Any information would be appreciated.
Thank you
Natasha and Ash


----------



## escapedtonz (Apr 6, 2012)

Tash & Ash said:


> Hi Everyone
> We are hoping to emigrate to New Zealand and are just in the process of seeing we are eligible. We are moving to have a more outdoor life style where it is safe for our daughter to grow up. I've heard lots of conflicting advice from people who have said to move to Australia but we believe New Zealand would be a better choice for us.
> I have had a look at places to live and feeling a bit overwhelmed. We would like somewhere in the suburbs which is situated close to a beach or nature reserve but is within easy travelling distance to the city.
> Can anyone give me any information on the areas I should be looking at? and what kind of prices rental and buying the houses are. I thought we would get a bit more for our money there but it looks quite expensive. It would also have to be situated close to good schools (daughter is only one at present).
> ...


Good call. Exactly the reasons why we moved.

Which city are you looking at ? What about jobs ?

Usually a person can't decide on a place to live as you'll need to find a job to survive so you'll come to live wherever the job is.
If you do it the other way around you need to make sure the place you intend to settle gives you the best chance to find a job.


----------



## ClemClan (Oct 8, 2009)

The Internet is such a huge gateway to finding out a lot of information about moving here. You can get an idea of rental and purchase prices in all the cities in NZ by looking at Real Estate, Houses for Sale, Rentals, Commercial and Businesses for sale at Realestate.co.nz - Realestate.co.nz and Buy online and sell with NZ's #1 auction & classifieds site | Trade Me

On the Trade Me site there is also an opportunity to look at jobs as well as Jobs on SEEK - New Zealand's no.1 Employment, Career and Recruitment site

Deciding where to move to in NZ is a huge decision and if it's possible for you to experience NZ before emigrating that would be ideal.
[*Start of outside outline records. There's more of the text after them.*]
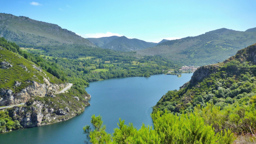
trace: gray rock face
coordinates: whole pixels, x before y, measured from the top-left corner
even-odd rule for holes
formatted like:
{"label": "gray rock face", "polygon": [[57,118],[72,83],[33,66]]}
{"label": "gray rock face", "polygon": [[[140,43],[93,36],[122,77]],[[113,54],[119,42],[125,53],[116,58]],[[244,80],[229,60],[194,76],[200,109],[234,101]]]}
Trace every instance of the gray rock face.
{"label": "gray rock face", "polygon": [[[60,87],[64,87],[66,84],[57,85],[50,83],[46,79],[45,84],[40,84],[35,81],[32,81],[32,85],[22,89],[20,92],[13,93],[12,90],[2,88],[0,90],[0,106],[9,106],[25,103],[28,101],[31,96],[45,96],[48,93],[56,93],[58,92]],[[17,84],[19,83],[17,82]],[[54,97],[55,96],[52,95]]]}
{"label": "gray rock face", "polygon": [[191,77],[190,81],[191,84],[193,84],[211,74],[215,73],[218,70],[218,66],[216,65],[210,65],[201,66],[198,68]]}
{"label": "gray rock face", "polygon": [[78,98],[78,97],[77,96],[74,96],[73,97],[76,99],[76,100],[79,100],[79,98]]}
{"label": "gray rock face", "polygon": [[8,69],[12,67],[12,65],[8,62],[0,62],[0,68],[2,69]]}
{"label": "gray rock face", "polygon": [[21,84],[21,82],[19,82],[18,81],[15,81],[14,83],[14,86],[19,86]]}
{"label": "gray rock face", "polygon": [[66,116],[67,115],[67,114],[66,114],[62,109],[59,109],[56,111],[56,114]]}
{"label": "gray rock face", "polygon": [[32,66],[33,66],[33,68],[34,69],[35,69],[36,70],[39,71],[40,72],[42,72],[42,68],[39,68],[37,67],[36,66],[34,65],[33,65]]}
{"label": "gray rock face", "polygon": [[25,70],[26,72],[28,71],[28,68],[26,66],[23,66],[22,64],[20,64],[19,66],[20,66],[22,68]]}
{"label": "gray rock face", "polygon": [[12,90],[1,88],[0,90],[0,106],[8,106],[13,102],[14,97]]}

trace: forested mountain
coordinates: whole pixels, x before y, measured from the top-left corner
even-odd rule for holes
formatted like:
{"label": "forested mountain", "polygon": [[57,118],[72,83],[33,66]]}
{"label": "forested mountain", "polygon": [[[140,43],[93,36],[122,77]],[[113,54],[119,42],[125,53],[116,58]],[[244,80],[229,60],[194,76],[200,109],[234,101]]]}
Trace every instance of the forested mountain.
{"label": "forested mountain", "polygon": [[245,32],[221,28],[204,34],[170,40],[137,51],[142,55],[161,55],[184,64],[202,66],[222,62],[241,48],[256,42],[256,28]]}
{"label": "forested mountain", "polygon": [[76,84],[57,94],[68,84],[52,75],[63,73],[56,67],[0,38],[0,107],[24,103],[0,111],[0,133],[66,120],[90,104],[90,96]]}
{"label": "forested mountain", "polygon": [[157,43],[146,42],[136,38],[129,39],[124,36],[87,39],[102,48],[123,52],[142,50],[157,44]]}
{"label": "forested mountain", "polygon": [[246,133],[251,132],[250,126],[256,128],[255,102],[256,44],[222,62],[198,69],[179,90],[163,96],[153,112],[182,114],[201,107],[196,111],[202,111],[205,122],[213,124],[215,131],[230,128]]}
{"label": "forested mountain", "polygon": [[159,44],[162,43],[164,42],[167,42],[167,41],[169,41],[169,40],[166,40],[166,39],[163,39],[163,40],[161,40],[160,42],[158,42],[158,44]]}
{"label": "forested mountain", "polygon": [[96,47],[75,33],[56,24],[0,13],[0,37],[17,43],[21,47],[79,44]]}

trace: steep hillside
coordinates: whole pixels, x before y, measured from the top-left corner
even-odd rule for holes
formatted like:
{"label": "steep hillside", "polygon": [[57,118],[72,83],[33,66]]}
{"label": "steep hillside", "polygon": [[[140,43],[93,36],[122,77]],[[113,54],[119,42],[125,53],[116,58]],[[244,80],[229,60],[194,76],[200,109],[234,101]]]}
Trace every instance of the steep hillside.
{"label": "steep hillside", "polygon": [[19,55],[15,43],[0,40],[0,107],[25,103],[0,110],[0,132],[66,120],[90,104],[90,96],[77,86],[57,94],[68,84]]}
{"label": "steep hillside", "polygon": [[101,48],[123,52],[142,50],[157,44],[157,43],[146,42],[136,38],[129,39],[124,36],[87,39]]}
{"label": "steep hillside", "polygon": [[205,108],[200,114],[216,131],[228,128],[241,133],[256,127],[256,44],[223,62],[199,68],[189,82],[178,91],[168,91],[153,110],[182,114],[200,105]]}
{"label": "steep hillside", "polygon": [[22,47],[63,44],[96,47],[88,40],[56,24],[3,13],[0,13],[0,37]]}
{"label": "steep hillside", "polygon": [[202,66],[222,62],[256,42],[255,28],[245,32],[226,28],[198,36],[165,42],[137,52],[142,55],[161,55],[184,64]]}

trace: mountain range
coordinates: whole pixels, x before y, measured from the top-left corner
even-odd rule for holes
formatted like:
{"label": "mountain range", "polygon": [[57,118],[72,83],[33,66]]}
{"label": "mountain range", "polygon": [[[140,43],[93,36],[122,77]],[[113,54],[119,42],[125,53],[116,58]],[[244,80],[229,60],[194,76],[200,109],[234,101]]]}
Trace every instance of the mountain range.
{"label": "mountain range", "polygon": [[163,42],[137,51],[137,53],[160,55],[184,64],[202,66],[222,61],[256,42],[256,28],[244,32],[223,28],[196,36]]}
{"label": "mountain range", "polygon": [[86,39],[56,24],[4,13],[0,13],[0,37],[21,47],[62,44],[96,47]]}
{"label": "mountain range", "polygon": [[154,46],[158,44],[136,38],[130,39],[125,36],[112,36],[86,39],[99,47],[123,52],[143,50]]}

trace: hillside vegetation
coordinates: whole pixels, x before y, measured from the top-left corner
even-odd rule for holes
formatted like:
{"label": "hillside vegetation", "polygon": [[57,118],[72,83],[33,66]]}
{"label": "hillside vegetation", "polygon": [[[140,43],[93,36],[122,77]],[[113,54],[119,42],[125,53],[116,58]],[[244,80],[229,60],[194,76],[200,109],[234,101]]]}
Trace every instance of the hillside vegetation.
{"label": "hillside vegetation", "polygon": [[[49,81],[53,83],[64,83],[42,70],[35,64],[20,55],[18,53],[18,51],[20,51],[19,47],[15,43],[8,43],[5,40],[0,38],[0,46],[1,88],[8,88],[18,92],[28,85],[32,85],[33,81],[45,83],[43,80],[44,78],[46,77],[49,78]],[[8,50],[4,47],[17,53]],[[18,48],[18,49],[16,48]]]}
{"label": "hillside vegetation", "polygon": [[216,131],[230,128],[246,133],[251,132],[250,127],[256,128],[255,100],[256,44],[223,62],[200,68],[179,90],[163,96],[153,112],[181,114],[196,108],[205,123],[212,124]]}
{"label": "hillside vegetation", "polygon": [[160,55],[183,64],[203,66],[222,62],[241,48],[256,41],[255,28],[245,32],[221,28],[200,35],[162,42],[137,51],[142,55]]}
{"label": "hillside vegetation", "polygon": [[200,67],[179,90],[168,92],[153,108],[154,129],[120,118],[110,134],[93,115],[92,128],[86,126],[84,133],[93,144],[254,143],[256,77],[256,44]]}
{"label": "hillside vegetation", "polygon": [[[28,60],[43,64],[44,68]],[[64,75],[59,66],[22,51],[3,38],[0,61],[0,106],[25,103],[0,110],[0,132],[66,120],[90,105],[90,96],[78,84],[68,92],[56,94],[67,84],[48,72],[57,77]]]}

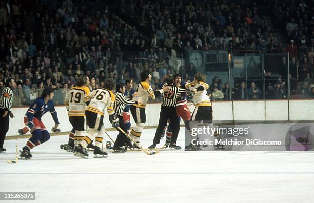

However, it's not imperative. Personally I would avoid Auckland. However, Tauranga, Wellington, Nelson, Marlborough and Christchurch are all worth looking at. 

There are downsides like there is in any country and yes it is expensive to live depending on your earnings etc. There's a whole mix and match of opinions that come from expats on the forum and who'll you meet because at the end of the day it's all about personal happiness and preferences. What works for one family, doesn't work for another. I've been here nearly eight years now and it's had its up's and down's - but that's life anyway. My hardest battle is being away from family. 

When looking at schools, you will need to live in the school zones to enrol your child, so that's worth remembering. You will notice schools have decile ratings 1-10, the higher the decile the better the school, so you're aiming for a 9 or 10. 

All the best


----------